I install trunk version, because I see readme, and I'd like to see the json implemetation.
var declaration "I" is missing from sample, but I put it within 5 secs.

Well, this is a simplified solution, because works only with whole words.
This is mean, if only 1 letter different from words, this go to SourceChanges, and the TargetChanges list, and I don't see what letter changed exactly.
But it not a big problem, my priority looking for a simple solution.

Next problem, if any word repeated, I don't know, what word changed, so I can't colored the changes. For example:

Code: Pascal  [Select][+][-]
  1.     s1 := 'sun day sun';
  2.     s2 := 'sunx day sun';
  3.  

result:

Deleted from s1(i.e. not present in s2):
sun

Inserted into s2(i.e. not present in s1):
sunx

So thank you for this library, and the sample, but it isn't usable solution for me.
As I see TextDiff (new version, see this topic: https://forum.lazarus.freepascal.org/index.php/topic,62219.msg470413.html#msg470413 much better options, but as I see UTF8 not supported.

Thank you again!

Roland57

  • Sr. Member
  • ****
  • Posts: 421
    • msegui.net
Re: Compare two text lines and highlight difference
« Reply #16 on: February 09, 2023, 09:08:24 am »
@totya

Not sure that it will match your needs, but there is also this project: https://github.com/DomingoGP/lazIdeDiffCompareFiles

And, since we are on this topic, I would like to mention diffoscope that I discovered recently.
« Last Edit: February 09, 2023, 09:11:26 am by Roland57 »
My projects are on Gitlab and on Codeberg.

avk

  • Hero Member
  • *****
  • Posts: 752
Re: Compare two text lines and highlight difference
« Reply #17 on: February 09, 2023, 09:45:51 am »
@totya, the vector of boolean values SourceChanges corresponds to the elements of the source sequence and contains True in those positions, the elements of which are not included in the target sequence. That is, if SourceChanges[2] is True, it means that the source sequence element with index 2 is not in the target sequence.

totya

  • Hero Member
  • *****
  • Posts: 720
Re: Compare two text lines and highlight difference
« Reply #18 on: February 09, 2023, 09:51:19 am »
@totya

Not sure that it will match your needs, but there is also this project: https://github.com/DomingoGP/lazIdeDiffCompareFiles

Thanks, this based on diff.pas (diff2.pas) but nothing important changed in this code (I need UTF8 supprt).

totya

  • Hero Member
  • *****
  • Posts: 720
Re: Compare two text lines and highlight difference
« Reply #19 on: February 09, 2023, 12:36:02 pm »
@totya, the vector of boolean values SourceChanges corresponds to the elements of the source sequence and contains True in those positions, the elements of which are not included in the target sequence. That is, if SourceChanges[2] is True, it means that the source sequence element with index 2 is not in the target sequence.

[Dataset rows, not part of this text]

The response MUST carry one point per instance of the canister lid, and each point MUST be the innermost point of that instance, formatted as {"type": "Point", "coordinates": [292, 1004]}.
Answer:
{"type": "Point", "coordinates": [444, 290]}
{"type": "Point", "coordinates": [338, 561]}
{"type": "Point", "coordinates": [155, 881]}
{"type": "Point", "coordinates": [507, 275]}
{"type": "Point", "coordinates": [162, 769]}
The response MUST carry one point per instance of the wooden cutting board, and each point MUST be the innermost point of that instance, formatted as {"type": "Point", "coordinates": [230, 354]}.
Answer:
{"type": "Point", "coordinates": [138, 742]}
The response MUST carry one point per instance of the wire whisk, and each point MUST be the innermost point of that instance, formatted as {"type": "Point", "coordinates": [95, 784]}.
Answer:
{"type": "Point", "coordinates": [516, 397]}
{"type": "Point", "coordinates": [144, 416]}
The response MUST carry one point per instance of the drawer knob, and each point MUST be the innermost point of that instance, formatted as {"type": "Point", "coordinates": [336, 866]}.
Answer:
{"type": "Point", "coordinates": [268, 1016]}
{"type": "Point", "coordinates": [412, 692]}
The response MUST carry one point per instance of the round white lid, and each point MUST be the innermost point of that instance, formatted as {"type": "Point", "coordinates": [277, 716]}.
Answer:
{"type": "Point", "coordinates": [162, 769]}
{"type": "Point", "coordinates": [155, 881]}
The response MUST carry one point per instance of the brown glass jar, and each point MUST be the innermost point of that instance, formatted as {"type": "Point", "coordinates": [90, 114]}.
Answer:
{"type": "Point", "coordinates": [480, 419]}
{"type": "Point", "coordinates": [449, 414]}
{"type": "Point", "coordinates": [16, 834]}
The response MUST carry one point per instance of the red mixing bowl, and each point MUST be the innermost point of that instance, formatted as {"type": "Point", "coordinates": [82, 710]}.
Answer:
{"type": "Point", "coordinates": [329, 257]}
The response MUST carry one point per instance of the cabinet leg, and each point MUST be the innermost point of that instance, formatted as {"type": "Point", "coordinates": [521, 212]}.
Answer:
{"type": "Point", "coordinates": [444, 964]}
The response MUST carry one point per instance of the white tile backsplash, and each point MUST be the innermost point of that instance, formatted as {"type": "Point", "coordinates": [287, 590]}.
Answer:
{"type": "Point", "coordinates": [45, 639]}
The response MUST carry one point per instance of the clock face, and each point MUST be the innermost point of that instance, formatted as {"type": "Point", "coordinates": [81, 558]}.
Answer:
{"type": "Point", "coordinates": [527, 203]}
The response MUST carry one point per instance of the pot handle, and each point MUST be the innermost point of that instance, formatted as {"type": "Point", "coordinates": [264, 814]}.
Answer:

Thanks for this information!

totya

  • Hero Member
  • *****
  • Posts: 720
Re: Compare two text lines and highlight difference
« Reply #20 on: February 09, 2023, 12:56:20 pm »
... looks like this feature
https://github.com/rickard67/TextDiff

This is the best solution, as I see.

I wrote this isn't UTF8 comatible, for example "őóú" ets chars are lost when compare.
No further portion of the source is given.